Throughout primary school I had one friend, who most times was playing football with the boys, leaving me sat on the benches alone. To be honest, I quite liked having the time to myself as I wasn’t one for socialising. Throughout my primary experience people always thought I couldn’t achieve anything, that I wouldn’t manage the big test and that high school would be a struggle. They were partly right. At that age I was developmentally delayed, my handwriting was illegible and I had poor academic ability, but that was me, I thought nothing of it. The school however gave me the greatest support I could have hoped for; one to one sessions, and this is where I began to thrive. The support came in the form of tracing letters with my finger, counting a variety of tokens and drawing various pictures of my pet fish. In the end I sat the ‘really big tests’, achieving my predicted level, showing people at an early age I could. On reflection I can say that this extra help pushed me in the right direction, showing me that I can do anything if I try, a mantra I carry with me everyday.

The next hurdle was high school, probably something most people dread, and I’ll be honest, it was a nightmare for me. It was all new to me: new teachers, new classes and a whole new environment. Throughout my teen years I stuck to a strict routine, and this got me through each day. I still found classes hard, but I had to deal with it on my own. At the time I didn’t have any sort of official label so I wasn’t entitled to support, instead I had to rely on my parents. I spent most of my time feeling defeated, yet my parents would continue to support me and push me through, showing me that if I try I can do anything! At one point during this educational journey I was told I was going to fail, that I wasn’t up to the standard I should be – this was soul destroying, but it pushed me to try even harder, which I did. At age 15 (the youngest in my class) I did it, I passed my exams, provin

that I wasn’t a failure, that with hard work I was able to achieve great things, carrying the mantra ‘I can’ with me everywhere I went.

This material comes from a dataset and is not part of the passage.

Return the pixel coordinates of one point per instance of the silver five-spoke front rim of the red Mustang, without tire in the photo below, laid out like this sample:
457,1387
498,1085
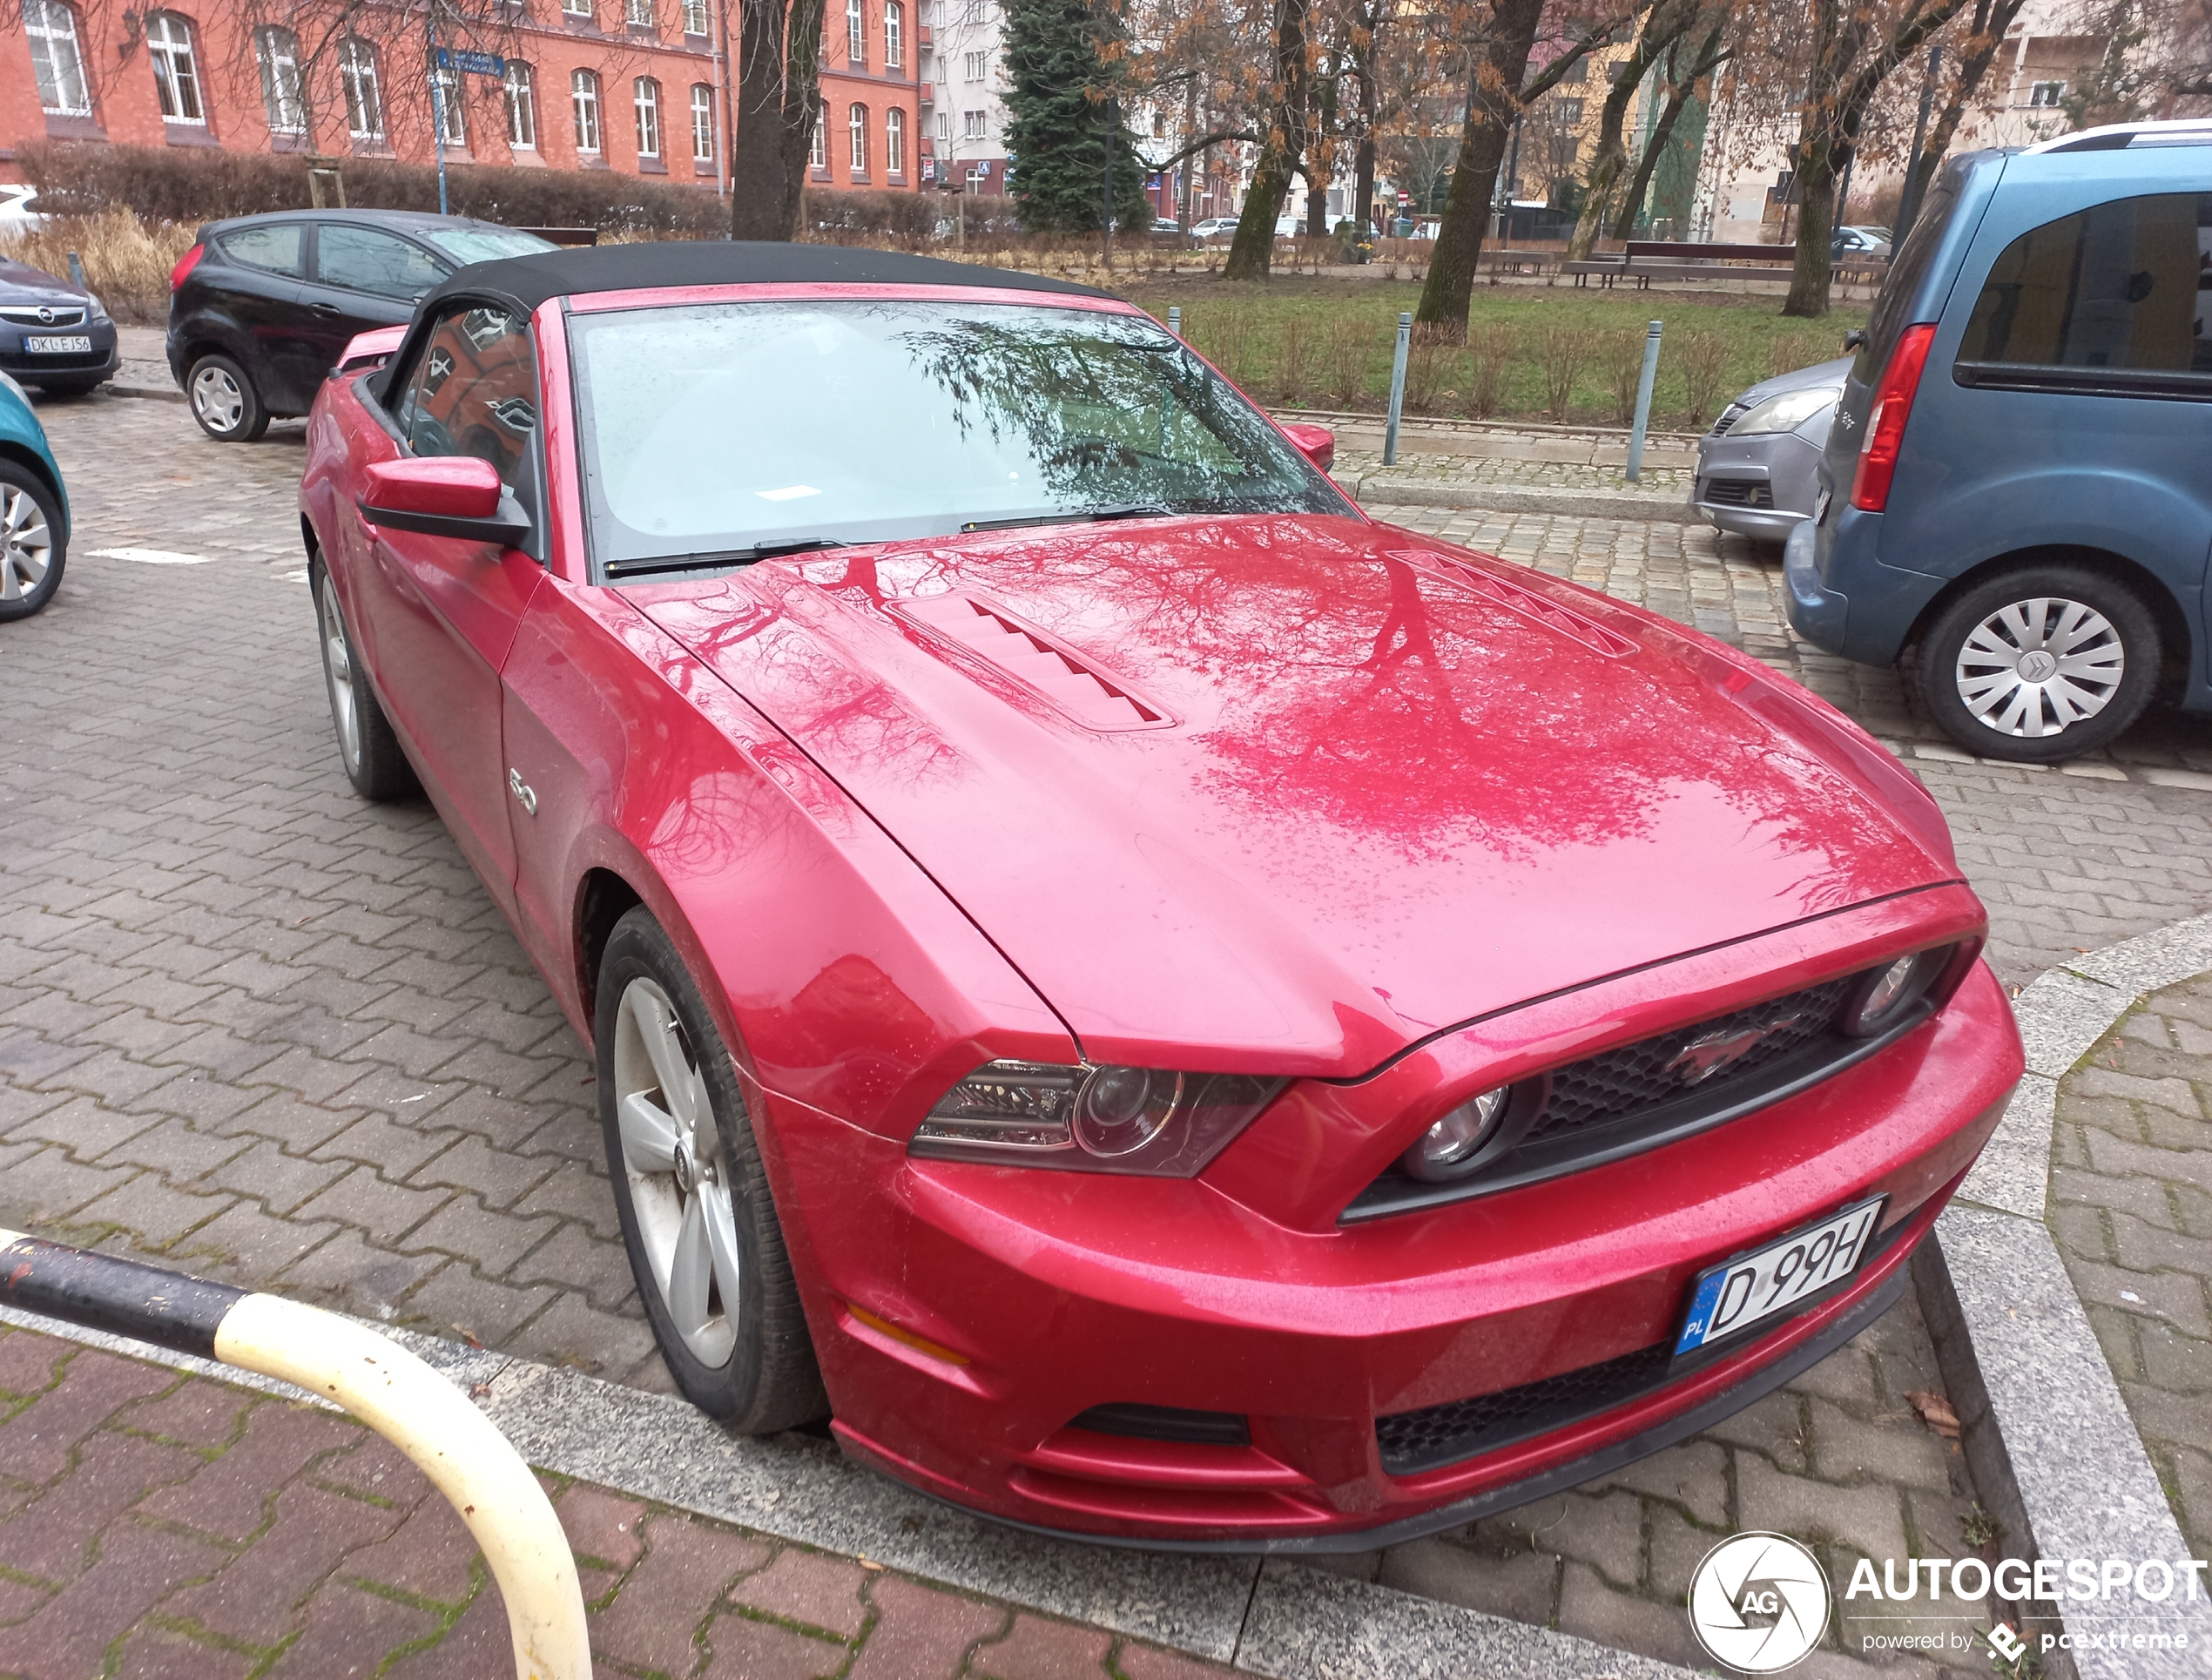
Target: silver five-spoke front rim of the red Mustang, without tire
678,1174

After high school a lot happened, I attended sixth form, then university, to which i dropped out of after the first semester. It wasn’t my time and I knew it. I then went into the world of work, telling myself anything was possible, which it was. I’ve been through so much, and had support from so many amazing people and I wouldn’t be the same person without them, I would have given up by now. I’ve lived my life pretty carefree, how I want to live it, not listening to the negatives and pushing for the positives.

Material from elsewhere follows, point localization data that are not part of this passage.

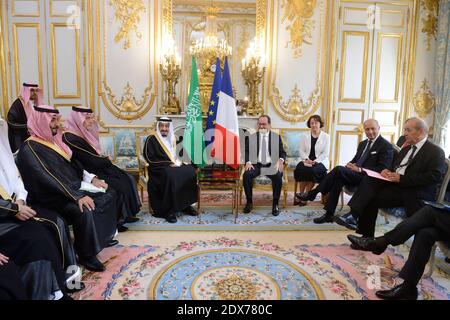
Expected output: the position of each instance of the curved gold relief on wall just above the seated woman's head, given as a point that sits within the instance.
(295, 109)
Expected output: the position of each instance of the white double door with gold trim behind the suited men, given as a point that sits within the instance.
(372, 50)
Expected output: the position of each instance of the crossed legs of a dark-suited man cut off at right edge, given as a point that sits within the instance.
(427, 225)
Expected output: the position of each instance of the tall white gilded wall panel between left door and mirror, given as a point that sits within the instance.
(127, 78)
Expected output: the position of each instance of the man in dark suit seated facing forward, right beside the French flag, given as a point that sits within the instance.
(264, 154)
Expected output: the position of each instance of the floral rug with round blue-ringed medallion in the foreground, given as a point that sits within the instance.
(226, 269)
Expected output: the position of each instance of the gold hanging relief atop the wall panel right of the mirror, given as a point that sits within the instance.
(300, 27)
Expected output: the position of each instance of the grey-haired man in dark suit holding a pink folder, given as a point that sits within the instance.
(417, 172)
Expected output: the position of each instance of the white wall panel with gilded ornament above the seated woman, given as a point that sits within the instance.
(297, 70)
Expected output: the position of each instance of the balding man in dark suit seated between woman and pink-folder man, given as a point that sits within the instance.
(374, 153)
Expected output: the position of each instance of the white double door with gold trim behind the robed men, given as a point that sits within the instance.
(45, 44)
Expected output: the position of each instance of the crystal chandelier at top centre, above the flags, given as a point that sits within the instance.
(210, 46)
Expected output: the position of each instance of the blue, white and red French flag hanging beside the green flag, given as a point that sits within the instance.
(226, 142)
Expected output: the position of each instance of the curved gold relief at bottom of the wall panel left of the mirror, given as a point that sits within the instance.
(129, 107)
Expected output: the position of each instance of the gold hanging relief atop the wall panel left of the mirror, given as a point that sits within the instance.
(128, 13)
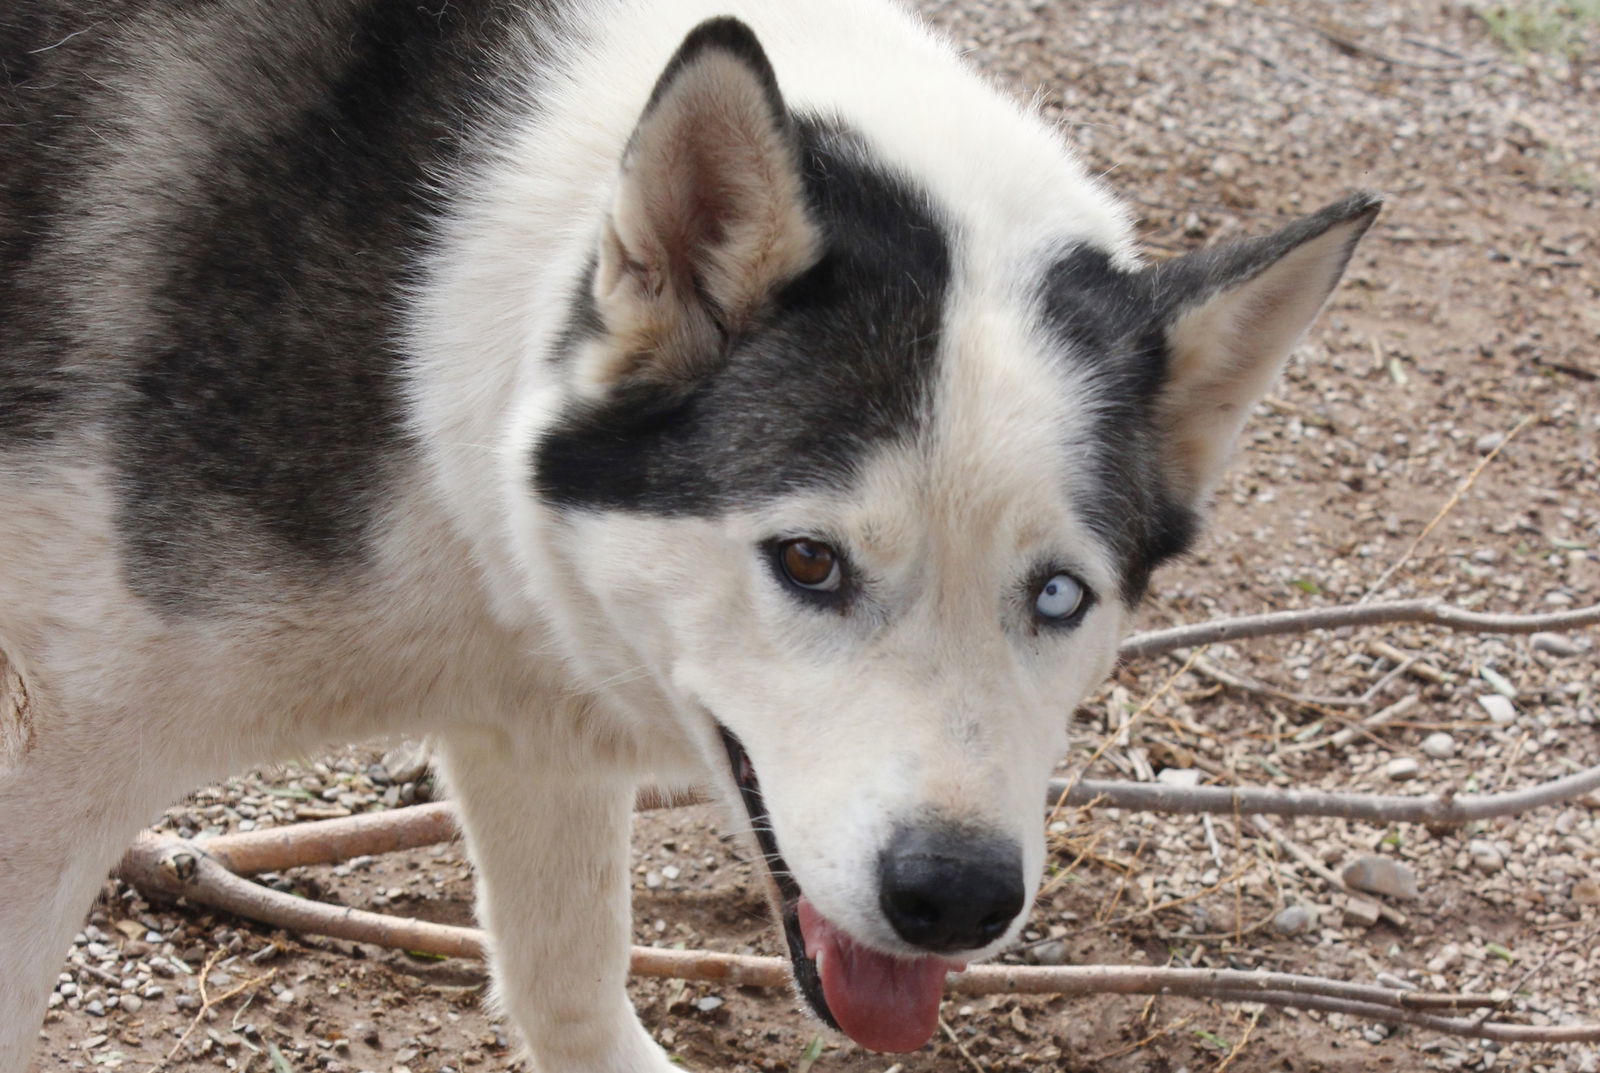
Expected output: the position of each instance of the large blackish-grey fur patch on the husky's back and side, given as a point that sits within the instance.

The moral of this blog is don’t give up. When things seem tough and you feel like stopping, just keep going, keep plodding on. I’ve always been told I can’t do things or I won’t ever achieve, but I’m living proof that anything is possible if you try, if you have faith in your own abilities. Years later I’ve graduated with a first class honours in psychology, I’m preparing for further study and I’m still achieving my goals. Regardless of who you are, you can do anything. So, you might need the odd push, or extra support, this is all part of your incredible journey. And guess what? I passed my maths exam! 7th time lucky!